La conséquence à redouter, tant par le Cameroun que par le FMI et la Banque mondiale qui n’entendent pas d’une seule oreille les subventions à la pompe, repose justement sur l’explosion des subventions. Pour éviter une crise sociale à la pompe, l’État camerounais devra éponger la différence entre le prix international (110 $) et le prix administré localement. Ce « manque à gagner » pourrait s’élever à plus de 380 milliards de FCFA, soit presque le double du gain réalisé sur les exportations.

Il faut donc redouter la rupture de la chaîne d’approvisionnement. Si les navires de Trafigura ne peuvent plus passer par Ormuz ou si les primes d’assurance deviennent prohibitives, le Cameroun pourrait faire face à des pénuries de carburant localement.

Or, l’exercice budgétaire 2026, déjà tendu par le remboursement de la dette et les investissements structurels, se retrouverait face à un « effet ciseau » dévastateur. Le Cameroun, faut-il le souligner avec insistance, achète son carburant au prix mondial. Si le détroit d’Ormuz est fermé, les coûts de transport et d’assurance maritime vont exploser, rendant l’importation extrêmement coûteuse. Ce qui occasionnera un dilemme budgétaire. Car  pour maintenir les prix à la pompe et éviter une crise sociale, l’État devra augmenter massivement les subventions aux hydrocarbures. Cela pourrait « éponger » totalement les gains réalisés sur la vente du pétrole brut, creusant ainsi le déficit budgétaire prévu pour 2026.

Bien plus, le solde net de l’opération (gain SNH – coût Subventions) serait négatif de près de 180 milliards de FCFA. Le pays se retrouvera entain d’importer l’inflation avec ses corollaires que sont l’augmentation des coûts du transport maritime qui se répercutera inévitablement sur le prix des marchandises importées au port de Douala et de Kribi, frappant directement le pouvoir d’achat des ménages.

Image, France Info

 Yaoundé devra observer, jeûner pour que cette guerre ne dure pas, sinon il lui faudra un arbitrage douloureux.
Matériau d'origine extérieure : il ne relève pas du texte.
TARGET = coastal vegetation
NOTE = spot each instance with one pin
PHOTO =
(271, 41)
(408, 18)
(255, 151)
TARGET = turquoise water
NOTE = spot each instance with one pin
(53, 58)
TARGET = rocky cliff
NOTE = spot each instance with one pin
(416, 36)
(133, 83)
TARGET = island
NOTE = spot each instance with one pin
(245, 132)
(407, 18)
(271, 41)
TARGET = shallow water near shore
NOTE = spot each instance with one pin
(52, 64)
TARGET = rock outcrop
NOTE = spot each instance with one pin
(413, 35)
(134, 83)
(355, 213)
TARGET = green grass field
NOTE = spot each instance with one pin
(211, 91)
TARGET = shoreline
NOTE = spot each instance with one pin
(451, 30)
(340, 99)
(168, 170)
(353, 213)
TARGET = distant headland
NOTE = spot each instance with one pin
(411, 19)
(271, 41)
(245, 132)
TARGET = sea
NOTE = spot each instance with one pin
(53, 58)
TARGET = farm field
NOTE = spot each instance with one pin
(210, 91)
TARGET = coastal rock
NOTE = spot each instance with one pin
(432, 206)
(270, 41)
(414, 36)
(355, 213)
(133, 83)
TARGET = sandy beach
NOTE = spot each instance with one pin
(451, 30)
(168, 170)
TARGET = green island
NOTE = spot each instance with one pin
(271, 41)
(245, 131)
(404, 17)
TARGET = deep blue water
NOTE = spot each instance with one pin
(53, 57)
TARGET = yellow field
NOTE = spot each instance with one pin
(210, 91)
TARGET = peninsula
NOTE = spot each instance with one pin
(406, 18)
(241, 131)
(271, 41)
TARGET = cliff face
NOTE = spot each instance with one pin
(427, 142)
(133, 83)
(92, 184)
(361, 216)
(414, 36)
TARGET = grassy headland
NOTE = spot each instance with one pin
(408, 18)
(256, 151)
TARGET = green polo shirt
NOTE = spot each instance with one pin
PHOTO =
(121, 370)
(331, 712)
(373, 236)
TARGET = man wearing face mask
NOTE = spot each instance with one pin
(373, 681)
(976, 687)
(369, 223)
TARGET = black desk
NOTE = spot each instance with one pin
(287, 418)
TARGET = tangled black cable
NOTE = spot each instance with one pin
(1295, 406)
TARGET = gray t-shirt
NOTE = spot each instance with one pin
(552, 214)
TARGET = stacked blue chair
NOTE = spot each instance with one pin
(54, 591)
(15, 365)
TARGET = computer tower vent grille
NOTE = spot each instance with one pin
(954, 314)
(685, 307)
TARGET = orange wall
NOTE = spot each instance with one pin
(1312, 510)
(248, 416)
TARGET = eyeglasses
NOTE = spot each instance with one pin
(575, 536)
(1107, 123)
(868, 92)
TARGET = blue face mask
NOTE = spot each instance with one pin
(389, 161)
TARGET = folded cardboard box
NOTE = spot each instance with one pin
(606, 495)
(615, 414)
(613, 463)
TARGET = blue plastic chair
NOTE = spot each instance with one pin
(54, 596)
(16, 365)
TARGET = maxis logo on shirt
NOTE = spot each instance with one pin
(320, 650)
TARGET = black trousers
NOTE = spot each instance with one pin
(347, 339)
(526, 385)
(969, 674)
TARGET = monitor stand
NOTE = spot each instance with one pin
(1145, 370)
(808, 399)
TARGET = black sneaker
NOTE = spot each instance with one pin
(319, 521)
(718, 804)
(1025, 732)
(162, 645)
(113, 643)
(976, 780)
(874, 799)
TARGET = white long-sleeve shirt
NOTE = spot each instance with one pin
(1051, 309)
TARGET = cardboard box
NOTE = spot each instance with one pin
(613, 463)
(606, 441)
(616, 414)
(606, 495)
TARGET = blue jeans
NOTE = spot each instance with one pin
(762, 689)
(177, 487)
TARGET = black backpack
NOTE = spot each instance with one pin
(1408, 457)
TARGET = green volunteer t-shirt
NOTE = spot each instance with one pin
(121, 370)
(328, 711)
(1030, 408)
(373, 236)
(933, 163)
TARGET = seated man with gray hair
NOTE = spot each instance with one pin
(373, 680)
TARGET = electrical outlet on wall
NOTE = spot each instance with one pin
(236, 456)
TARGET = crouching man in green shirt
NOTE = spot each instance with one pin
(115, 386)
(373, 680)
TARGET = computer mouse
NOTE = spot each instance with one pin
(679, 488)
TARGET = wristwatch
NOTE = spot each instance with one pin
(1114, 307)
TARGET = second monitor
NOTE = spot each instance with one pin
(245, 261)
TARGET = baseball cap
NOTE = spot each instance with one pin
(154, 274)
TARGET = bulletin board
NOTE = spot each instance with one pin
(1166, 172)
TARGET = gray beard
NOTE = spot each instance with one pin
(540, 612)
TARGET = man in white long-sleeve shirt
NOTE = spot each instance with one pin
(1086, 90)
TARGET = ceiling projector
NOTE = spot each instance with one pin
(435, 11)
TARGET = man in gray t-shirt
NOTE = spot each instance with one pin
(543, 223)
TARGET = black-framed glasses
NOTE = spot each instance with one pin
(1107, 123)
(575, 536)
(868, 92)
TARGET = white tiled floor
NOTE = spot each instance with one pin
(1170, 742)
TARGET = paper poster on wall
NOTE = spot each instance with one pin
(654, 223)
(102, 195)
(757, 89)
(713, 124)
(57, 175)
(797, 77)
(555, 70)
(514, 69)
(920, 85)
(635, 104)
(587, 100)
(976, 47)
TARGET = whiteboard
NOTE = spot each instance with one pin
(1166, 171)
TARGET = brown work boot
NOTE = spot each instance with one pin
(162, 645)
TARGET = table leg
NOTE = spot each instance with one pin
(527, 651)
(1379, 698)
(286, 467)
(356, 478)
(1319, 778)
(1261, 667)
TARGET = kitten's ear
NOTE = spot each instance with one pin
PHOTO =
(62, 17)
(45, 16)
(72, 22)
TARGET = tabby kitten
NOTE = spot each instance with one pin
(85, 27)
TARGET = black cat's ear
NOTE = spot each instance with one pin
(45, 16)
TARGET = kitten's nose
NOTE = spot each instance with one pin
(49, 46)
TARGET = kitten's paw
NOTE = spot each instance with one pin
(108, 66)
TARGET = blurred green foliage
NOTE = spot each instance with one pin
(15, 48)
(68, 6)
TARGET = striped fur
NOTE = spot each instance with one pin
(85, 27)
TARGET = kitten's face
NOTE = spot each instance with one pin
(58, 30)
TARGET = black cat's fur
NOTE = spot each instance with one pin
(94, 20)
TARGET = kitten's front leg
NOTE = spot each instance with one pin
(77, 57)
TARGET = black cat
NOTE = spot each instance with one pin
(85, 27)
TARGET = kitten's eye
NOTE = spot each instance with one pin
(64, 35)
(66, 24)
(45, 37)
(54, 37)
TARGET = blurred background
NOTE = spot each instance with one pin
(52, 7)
Pour compenser ce déficit, le gouvernement pourrait être contraint de geler certains projets d’infrastructure ou de réduire les dépenses sociales. La fermeture du détroit d’Ormuz transformerait l’or noir camerounais en un fardeau financier.

 Si les tensions persistent, le Cameroun devra choisir entre une hausse impopulaire des prix à la pompe ou un endettement massif pour maintenir la paix sociale en 2026. Pour le Cameroun, cette guerre n’est pas qu’une question de revenus pétroliers en hausse. C’est surtout un risque de désharmonie budgétaire.  L’argent gagné d’une main par la SNH risque d’être dépensé deux fois plus vite de l’autre main pour stabiliser les prix à la pompe et financer des importations devenues hors de prix.